Ministry of Research, Technology, and Higher Education (MRTHE) is actively improving its information security to enhance public service. Employee's awareness on information security requires attention due to their contribution on the improvement. MRTHE should identify characteristics of employees on information security through Information Security Awareness (ISA) level measurement. Such characteristics could provide adequate analysis as consideration to establish feasible programs of ISA for employee. This study concerns to ISA level measurement for MERTHE's employee using seven focus areas of information security (password management, email usage, internet usage, social networking site usage, incident reporting, mobile computing, and information handling) with three variables of KAB model: Knowledge, Attitude, and Behavior. They are expanded into some criteria to examine employee's individual perception using Likert scale.
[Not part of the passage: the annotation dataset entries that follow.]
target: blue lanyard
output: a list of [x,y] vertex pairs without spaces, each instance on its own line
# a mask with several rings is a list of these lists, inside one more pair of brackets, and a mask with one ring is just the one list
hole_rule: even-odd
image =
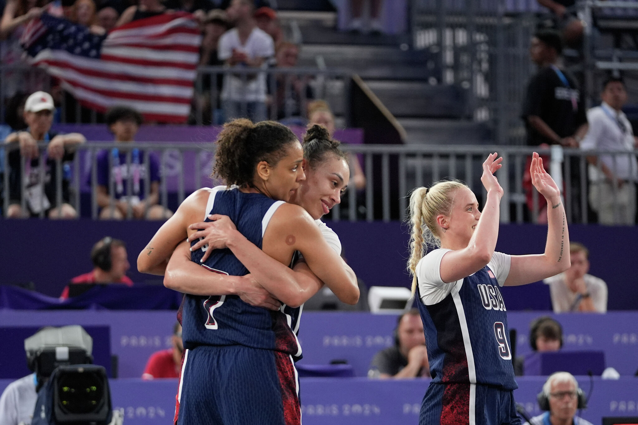
[[607,117],[611,118],[612,121],[616,123],[616,125],[618,126],[619,129],[620,129],[621,133],[622,133],[623,134],[625,133],[627,133],[627,127],[625,127],[625,123],[623,123],[622,121],[620,120],[619,115],[614,113],[613,112],[610,111],[607,108],[607,106],[605,106],[602,104],[600,104],[600,108],[602,109],[603,112],[605,112],[605,115],[607,115]]
[[556,65],[551,65],[551,66],[552,67],[552,69],[554,69],[554,72],[555,72],[556,75],[558,76],[558,78],[560,79],[563,85],[568,89],[571,89],[572,86],[569,85],[569,81],[567,80],[567,77],[565,76],[565,74],[563,73],[563,71],[559,69],[558,67]]

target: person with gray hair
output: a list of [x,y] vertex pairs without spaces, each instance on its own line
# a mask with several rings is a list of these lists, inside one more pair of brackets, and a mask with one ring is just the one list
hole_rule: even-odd
[[523,425],[592,425],[576,416],[576,409],[586,408],[587,402],[576,378],[569,372],[549,375],[538,400],[540,410],[547,412]]

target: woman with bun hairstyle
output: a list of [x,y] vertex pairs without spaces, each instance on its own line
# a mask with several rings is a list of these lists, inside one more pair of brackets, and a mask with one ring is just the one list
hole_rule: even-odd
[[[534,153],[534,187],[547,200],[545,252],[509,256],[494,251],[503,189],[494,171],[502,158],[483,163],[487,191],[482,212],[474,193],[457,180],[412,192],[412,256],[415,294],[423,321],[433,380],[419,424],[521,423],[505,305],[499,287],[524,285],[570,266],[569,234],[560,191]],[[423,256],[426,242],[438,247]]]
[[[209,275],[204,282],[193,273],[190,280],[198,284],[181,288],[186,292],[181,317],[186,351],[177,423],[300,423],[293,364],[301,354],[298,307],[322,282],[355,303],[356,277],[313,217],[286,202],[305,180],[303,151],[289,129],[235,120],[217,144],[214,173],[231,189],[191,194],[138,259],[141,271],[166,271],[165,284],[175,287],[170,282],[179,279],[166,270],[167,262],[188,236],[191,263],[197,273]],[[236,226],[236,237],[195,247],[189,225],[202,217]],[[257,257],[254,262],[242,256],[245,250]],[[286,266],[296,251],[305,263],[293,270]],[[264,288],[271,291],[265,296]],[[260,303],[246,302],[260,297]]]
[[[328,103],[325,101],[316,100],[308,104],[308,121],[310,125],[319,124],[323,126],[328,129],[328,133],[330,137],[334,135],[336,129],[334,126],[334,114],[330,108]],[[350,155],[348,155],[348,157]],[[361,190],[366,188],[366,175],[363,173],[363,169],[359,163],[359,158],[354,155],[354,160],[352,164],[352,181],[354,182],[355,187],[357,190]],[[348,158],[348,159],[350,159]]]

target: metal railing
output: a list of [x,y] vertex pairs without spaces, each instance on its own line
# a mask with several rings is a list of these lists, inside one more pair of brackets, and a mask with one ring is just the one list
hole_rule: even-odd
[[[255,79],[264,81],[263,103],[266,107],[264,118],[276,120],[299,119],[302,123],[306,117],[308,102],[313,99],[325,100],[336,115],[349,122],[350,85],[352,73],[344,69],[320,69],[308,67],[228,68],[202,66],[198,68],[193,87],[189,124],[222,124],[225,117],[222,93],[225,80],[235,78],[248,87]],[[0,122],[5,119],[6,101],[17,92],[27,95],[38,90],[50,92],[53,78],[43,69],[25,65],[0,65]],[[235,93],[239,110],[246,116],[251,95]],[[239,97],[236,95],[239,94]],[[252,94],[254,96],[254,94]],[[98,113],[84,108],[69,94],[61,93],[59,97],[59,121],[62,123],[96,124],[102,120]]]
[[[45,144],[41,144],[41,163],[44,160]],[[151,187],[150,176],[145,170],[149,169],[149,157],[156,155],[160,173],[159,182],[159,203],[174,210],[186,196],[204,186],[214,186],[219,182],[210,178],[212,165],[214,145],[204,146],[201,143],[136,143],[133,147],[144,155],[140,178],[144,182],[144,192],[140,198],[147,199]],[[414,187],[430,185],[433,182],[453,178],[463,180],[474,191],[482,204],[486,199],[485,190],[480,183],[481,164],[489,153],[498,152],[503,156],[503,168],[497,177],[505,191],[501,201],[500,218],[503,222],[538,222],[542,217],[544,205],[542,196],[533,189],[531,183],[526,184],[524,173],[529,166],[529,159],[533,152],[544,155],[545,167],[551,170],[559,186],[563,187],[563,195],[570,222],[592,222],[588,201],[589,181],[588,157],[605,157],[611,161],[612,171],[616,175],[616,168],[621,161],[629,160],[630,167],[635,164],[638,151],[582,151],[576,148],[563,149],[554,147],[552,149],[534,149],[529,147],[505,146],[410,146],[410,145],[343,145],[349,155],[352,164],[353,161],[361,161],[366,178],[366,185],[356,190],[351,185],[342,197],[340,205],[336,205],[328,218],[334,220],[355,221],[366,220],[403,220],[407,213],[410,192]],[[61,161],[55,162],[57,179],[55,182],[56,199],[50,199],[51,204],[60,208],[63,201],[63,180],[67,179],[70,194],[69,202],[83,215],[93,219],[99,216],[100,206],[98,205],[98,166],[97,155],[102,150],[119,148],[122,151],[121,143],[105,142],[89,143],[79,147],[74,159],[66,164]],[[110,151],[109,151],[110,153]],[[108,169],[113,164],[109,158]],[[3,210],[6,214],[9,203],[9,180],[11,171],[8,154],[4,156],[3,176]],[[22,159],[22,165],[26,162]],[[131,152],[126,155],[126,169],[131,169],[133,164]],[[351,168],[352,168],[351,165]],[[68,173],[63,173],[68,169]],[[24,182],[25,167],[20,181]],[[33,172],[39,173],[40,181],[45,179],[44,167],[38,167]],[[636,175],[636,170],[631,170]],[[109,193],[115,192],[115,184],[112,175],[109,180]],[[128,174],[126,175],[128,175]],[[126,176],[125,175],[125,176]],[[15,178],[15,176],[14,176]],[[128,193],[131,194],[131,179],[125,178]],[[633,184],[630,182],[630,184]],[[24,185],[20,185],[22,191]],[[616,198],[617,185],[611,186],[614,207],[620,206]],[[25,196],[22,194],[22,206],[26,207]],[[85,198],[84,206],[80,198]],[[129,198],[130,199],[130,198]],[[54,202],[55,201],[55,202]],[[88,201],[88,205],[86,201]],[[112,207],[115,199],[111,196],[110,204],[103,207]],[[129,203],[128,218],[131,218],[131,206]],[[40,214],[43,218],[45,213]]]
As a result, 13 parameters out of 21 are classified as Good level of ISA. General score as representation of all parameters is 81.07 percent. It indicates that MRTHE's employee has performed positive knowledge, attitude, and behavior on information security. To enhance quality of measurement, this study conducts three hypotheses that actualized relationship among each variable. Since their relationships are proven empirically using regression linear examination, these hypotheses are acceptable. It reflects that on information security, knowledge has good influence to attitude and behavior while attitude also has good influence to behavior. Hence, MRTHE can initiate improvement of information security using programs with knowledge-based.